“Subversive” Gardening

As I have written about often here on Care2.com, it seems that gardening has never been more popular. Aside from growing their own fruits and veggies to help them deal with the economic downturn, many people have turned to gardening due to their desire to have a positive impact on their local environment.


One group that’s been doing this since long before gardening became trendy, are the Guerrilla Gardeners. This is a growing movement of green enthusiasts who transform abandoned patches of land in cities by planting in neglected public spaces and vacant lots. Their goals include creating a better community by improving the landscape and quality of life there, and helping urban ecosystems by planting mostly native plants to attract wildlife to those areas.

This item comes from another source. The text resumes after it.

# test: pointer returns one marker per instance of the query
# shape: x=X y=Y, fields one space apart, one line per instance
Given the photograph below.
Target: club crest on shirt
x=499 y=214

Technically, the act of planting on property that isn’t yours is a form of vandalism, like graffiti. So, not surprisingly, while many guerrilla gardeners plant out in the open in broad daylight as a community endeavor, part of the appeal for many others are the nighttime planting parties, where members go on “seed bombing” runs, secretly beautifying these abandoned lots to avoid possible arrest. However, there have been no reports of arrests, just inquisitive questioning from law enforcement and other public officials.

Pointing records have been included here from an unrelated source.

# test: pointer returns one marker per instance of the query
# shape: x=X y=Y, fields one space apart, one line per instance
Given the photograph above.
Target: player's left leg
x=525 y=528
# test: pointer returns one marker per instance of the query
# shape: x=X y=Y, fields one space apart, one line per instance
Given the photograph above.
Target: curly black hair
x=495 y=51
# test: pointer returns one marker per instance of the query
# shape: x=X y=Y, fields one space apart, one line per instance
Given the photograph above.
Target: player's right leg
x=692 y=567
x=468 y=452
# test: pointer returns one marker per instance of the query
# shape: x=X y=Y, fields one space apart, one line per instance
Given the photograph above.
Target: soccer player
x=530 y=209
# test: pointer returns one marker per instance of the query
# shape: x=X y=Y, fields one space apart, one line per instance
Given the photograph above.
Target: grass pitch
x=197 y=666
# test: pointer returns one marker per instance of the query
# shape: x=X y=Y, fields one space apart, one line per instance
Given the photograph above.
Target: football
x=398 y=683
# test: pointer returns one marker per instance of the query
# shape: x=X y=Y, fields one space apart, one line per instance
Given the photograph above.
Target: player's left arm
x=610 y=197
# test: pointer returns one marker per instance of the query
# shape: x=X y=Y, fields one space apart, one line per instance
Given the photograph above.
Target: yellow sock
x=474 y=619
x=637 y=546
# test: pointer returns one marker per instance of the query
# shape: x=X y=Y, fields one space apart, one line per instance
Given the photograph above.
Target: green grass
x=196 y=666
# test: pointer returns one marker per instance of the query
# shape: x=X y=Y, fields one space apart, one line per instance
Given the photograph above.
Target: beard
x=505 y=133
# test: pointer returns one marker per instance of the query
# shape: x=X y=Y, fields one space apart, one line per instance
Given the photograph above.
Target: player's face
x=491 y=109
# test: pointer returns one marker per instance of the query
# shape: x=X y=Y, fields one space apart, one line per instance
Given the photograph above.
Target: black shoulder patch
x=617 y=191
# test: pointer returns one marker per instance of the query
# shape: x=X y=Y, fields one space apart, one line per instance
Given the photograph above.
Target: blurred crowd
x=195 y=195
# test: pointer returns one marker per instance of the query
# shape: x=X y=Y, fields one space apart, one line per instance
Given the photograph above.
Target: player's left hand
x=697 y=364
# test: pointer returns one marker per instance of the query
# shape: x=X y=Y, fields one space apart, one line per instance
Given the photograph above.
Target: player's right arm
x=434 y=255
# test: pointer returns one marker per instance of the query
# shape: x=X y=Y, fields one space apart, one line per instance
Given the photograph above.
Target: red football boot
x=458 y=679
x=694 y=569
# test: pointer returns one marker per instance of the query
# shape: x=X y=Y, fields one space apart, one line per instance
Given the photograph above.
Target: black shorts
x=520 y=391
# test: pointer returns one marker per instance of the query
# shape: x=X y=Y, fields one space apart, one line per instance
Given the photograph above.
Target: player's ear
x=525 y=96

The act has become popular worldwide and it has gained momentum thanks to Internet gardening blogs and sites like www.guerrillagardening.org, Los Angeles Guerrilla Gardening, and Public Space in Canada.


These sites post photos of sites they have transformed, have tips on planting, making seed bombs, selecting sites and even community boards for arranging seed bomb “raids.”


Guerrilla gardening has even spawned its own industry. For example, in the UK, this week the number three nonfiction book list on Amazon.co.uk is On Guerrilla Gardening: A Handbook for Gardening Without Boundaries by Richard Reynolds.


This week is especially big for guerrilla gardening since May 1st has been declared International Sunflower Guerrilla Gardening Day. Why May 1st? According to the site it’s a day that is traditionally a celebration of the first day of summer and nature’s fertility. And, native sunflowers are used because they attract wildlife, require minimal care and of course, are nice to look at.


If you are interested in planting for International Sunflower Guerrilla Gardening Day, the same site also features tips about planting, a blog, and a board to share your adventures in guerrilla gardening!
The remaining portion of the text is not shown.